Havana Marking’s documentary Afghan Star told the surprisingly riveting story of Afghanistan’s tentative steps back toward a western-style popular culture, via a televised singing competition. The movie covered the contradictions of a country where millions of people watch TV and listen to secular music in private and then loudly protest the people who produce that filth. Afghan Star also introduced people outside Afghanistan to Setara, a losing contestant who touched off a national scandal when, during her post-elimination song, she danced and allowed her head-covering to fall.


Silencing The Song: An Afghan Fallen Star catches up with Setara, who like the typical American Idol loser spends the year after her defeat trying to capitalize on her fleeting moment of fame. But Setara has two strikes against her. First, because she’s famous in part for her televised blasphemy, she has to stay off the streets and away from the many, many religious conservatives who’ve insisted that she should be put to death. Second, she’s had to put all future performing engagements on hold while she returns home to have her first child with her new husband—a former fan who’s too embarrassed to tell his family who he married.

For the most part, the point of Silencing The Song is the same as Afghan Star. Marking shows Setara receiving covert encouragement from fans in enclosed shopping malls (where she promises them that despite her pregnancy, she’s “the same old Setara… still naughty”), and then Marking shows her watching the interviews from Afghan Star in which men on the street called for her execution (to which Setara scoffs, “If you were man enough, you would’ve killed me already”). Marking means to show the injustice of a vocal contingent bullying their neighbors to prevent them from enjoying themselves.
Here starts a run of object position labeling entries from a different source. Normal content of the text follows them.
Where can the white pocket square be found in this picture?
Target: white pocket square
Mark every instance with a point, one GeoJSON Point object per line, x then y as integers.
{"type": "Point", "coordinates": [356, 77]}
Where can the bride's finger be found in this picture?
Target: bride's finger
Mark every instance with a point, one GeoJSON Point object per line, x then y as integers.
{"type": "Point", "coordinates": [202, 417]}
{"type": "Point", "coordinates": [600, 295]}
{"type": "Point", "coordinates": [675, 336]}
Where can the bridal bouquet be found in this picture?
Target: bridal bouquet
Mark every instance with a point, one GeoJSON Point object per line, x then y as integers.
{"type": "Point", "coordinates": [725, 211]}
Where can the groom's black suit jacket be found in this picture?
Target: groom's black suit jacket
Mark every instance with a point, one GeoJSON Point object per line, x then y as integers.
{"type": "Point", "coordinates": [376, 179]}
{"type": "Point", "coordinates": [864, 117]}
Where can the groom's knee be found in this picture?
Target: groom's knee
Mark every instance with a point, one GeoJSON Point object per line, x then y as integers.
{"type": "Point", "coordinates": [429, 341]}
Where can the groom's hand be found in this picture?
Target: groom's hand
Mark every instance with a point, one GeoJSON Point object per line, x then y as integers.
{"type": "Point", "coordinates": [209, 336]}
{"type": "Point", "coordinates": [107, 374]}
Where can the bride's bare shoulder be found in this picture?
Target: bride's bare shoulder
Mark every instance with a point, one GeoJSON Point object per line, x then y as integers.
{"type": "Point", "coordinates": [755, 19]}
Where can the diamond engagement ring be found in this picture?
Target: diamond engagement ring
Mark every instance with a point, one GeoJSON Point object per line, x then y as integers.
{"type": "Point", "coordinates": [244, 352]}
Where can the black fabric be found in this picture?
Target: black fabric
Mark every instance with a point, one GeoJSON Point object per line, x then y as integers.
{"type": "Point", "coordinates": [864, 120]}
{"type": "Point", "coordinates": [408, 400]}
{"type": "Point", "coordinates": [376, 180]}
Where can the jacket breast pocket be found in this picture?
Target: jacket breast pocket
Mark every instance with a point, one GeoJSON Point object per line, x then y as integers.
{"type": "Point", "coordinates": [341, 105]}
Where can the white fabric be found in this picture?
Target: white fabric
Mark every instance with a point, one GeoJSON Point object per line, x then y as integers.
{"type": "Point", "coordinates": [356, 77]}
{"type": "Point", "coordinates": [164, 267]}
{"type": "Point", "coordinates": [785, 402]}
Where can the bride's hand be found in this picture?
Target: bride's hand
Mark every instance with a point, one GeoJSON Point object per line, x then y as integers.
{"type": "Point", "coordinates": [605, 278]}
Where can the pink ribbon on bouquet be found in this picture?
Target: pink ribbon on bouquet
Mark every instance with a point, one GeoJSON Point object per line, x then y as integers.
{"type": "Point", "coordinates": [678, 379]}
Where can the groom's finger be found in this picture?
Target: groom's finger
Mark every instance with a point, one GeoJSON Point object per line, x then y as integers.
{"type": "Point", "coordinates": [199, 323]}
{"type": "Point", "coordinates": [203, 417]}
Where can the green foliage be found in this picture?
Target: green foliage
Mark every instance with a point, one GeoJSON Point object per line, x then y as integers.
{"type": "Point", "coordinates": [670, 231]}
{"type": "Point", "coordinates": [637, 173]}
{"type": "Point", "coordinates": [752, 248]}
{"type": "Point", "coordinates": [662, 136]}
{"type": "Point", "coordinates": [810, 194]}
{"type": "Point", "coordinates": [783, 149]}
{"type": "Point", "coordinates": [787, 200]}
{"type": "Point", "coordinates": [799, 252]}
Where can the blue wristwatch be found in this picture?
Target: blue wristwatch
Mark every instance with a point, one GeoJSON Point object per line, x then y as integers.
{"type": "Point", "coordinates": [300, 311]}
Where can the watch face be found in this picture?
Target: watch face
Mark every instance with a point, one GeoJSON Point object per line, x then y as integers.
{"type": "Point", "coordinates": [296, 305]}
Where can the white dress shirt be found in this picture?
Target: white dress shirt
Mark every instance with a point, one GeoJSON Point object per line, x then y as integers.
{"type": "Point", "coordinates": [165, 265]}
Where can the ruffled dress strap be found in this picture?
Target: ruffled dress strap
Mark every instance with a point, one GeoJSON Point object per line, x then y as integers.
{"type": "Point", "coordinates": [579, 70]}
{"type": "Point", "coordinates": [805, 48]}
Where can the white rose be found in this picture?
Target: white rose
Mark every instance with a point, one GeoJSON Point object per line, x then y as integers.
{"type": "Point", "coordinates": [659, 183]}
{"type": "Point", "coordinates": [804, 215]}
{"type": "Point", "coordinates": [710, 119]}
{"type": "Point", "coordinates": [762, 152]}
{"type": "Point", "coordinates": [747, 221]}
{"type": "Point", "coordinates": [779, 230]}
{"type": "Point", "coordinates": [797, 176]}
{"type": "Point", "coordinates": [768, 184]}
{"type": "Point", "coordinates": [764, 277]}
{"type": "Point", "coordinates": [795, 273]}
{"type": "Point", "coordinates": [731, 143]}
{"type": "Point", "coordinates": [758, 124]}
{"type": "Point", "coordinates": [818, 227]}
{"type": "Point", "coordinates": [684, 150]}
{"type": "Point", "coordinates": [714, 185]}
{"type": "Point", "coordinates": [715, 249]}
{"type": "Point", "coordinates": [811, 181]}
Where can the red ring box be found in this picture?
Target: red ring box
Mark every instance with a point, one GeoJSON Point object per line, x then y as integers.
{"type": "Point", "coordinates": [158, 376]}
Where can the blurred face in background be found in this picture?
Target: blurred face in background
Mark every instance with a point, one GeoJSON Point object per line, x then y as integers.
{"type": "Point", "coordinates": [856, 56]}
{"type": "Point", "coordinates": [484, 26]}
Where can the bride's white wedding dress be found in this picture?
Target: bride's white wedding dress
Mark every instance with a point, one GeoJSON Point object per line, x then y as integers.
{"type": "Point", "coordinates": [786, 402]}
But the specifics of Setara’s story make Silencing The Song more depressing than Afghan Star. We see her selling her guitar to raise money for the baby and reduced to practicing her craft in a sympathetic music shop. We see her hounded by police, who are sure she’s up to something inappropriate behind closed doors, especially with Marking’s cameras following her around. (That Setara is so defensive and combative is no help.) And we see her giving birth to a sickly baby boy and worrying that his health troubles are a punishment from God.

Marking closes on images of children under the credits, which could be read as a hopeful note, a reminder that a new generation may have new values and be able to change the status quo. But then the previous film seemed hopeful too, with its scenes of Afghan men, women and children picking up their cell phones to vote for their favorite singers. And yet here Setara sits: a famous and beloved entertainer living in constant fear of her future.